Я взглянула на Макса и ответила, немного резко из-за того, как прозвучали его слова:

— Она не настолько дорогая.

— Раз уж ей ради покупки придется сесть на самолет и отправиться в Англию, то дорогая.

Тут он прав.

— Англия, — выдохнула Бекка, но даже это получилось у нее звонко и радостно.

— Э… да, — сказала я.

— Я забыла. Макс говорил Минди, что ты англичанка.

Минди? Кто такая Минди?
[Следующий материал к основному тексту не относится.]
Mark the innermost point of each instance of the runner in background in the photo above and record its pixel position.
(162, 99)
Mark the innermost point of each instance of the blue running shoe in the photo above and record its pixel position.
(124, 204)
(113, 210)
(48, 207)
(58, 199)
И почему Макс говорил ей обо мне?

— Я не англичанка, — сказала я Бекке.

— Мне нравится твой акцент, — с придыханием продолжила она.

— Вообще-то, у меня нет акцента.

— Он клевый! — воскликнула она и посмотрела на Макса. — Правда клевый?

— Клевый, — согласился Макс, но, судя по голосу, он не считал мой акцент клевым, он старался не рассмеяться.

Только я хотела посмотреть на него и проверить, действительно ли он пытался сдержать смех, и спросить, что смешного, как мое внимание снова привлекла Бекка.

— Господи, мне бы так хотелось жить в другой стране, — заявила она. — Тебе так повезло.

Мне? Повезло? Англия красива, но…

— Хотя мне бы хотелось жить где-нибудь, где нет дождей, — решила Бекка.

— Дождей там хватает.

— А если бы я там жила, через сколько времени у меня появился бы акцент? — спросила она.

— Эм… Точно не знаю, — ответила я.

— Мне пришлось бы практиковаться, — решила она.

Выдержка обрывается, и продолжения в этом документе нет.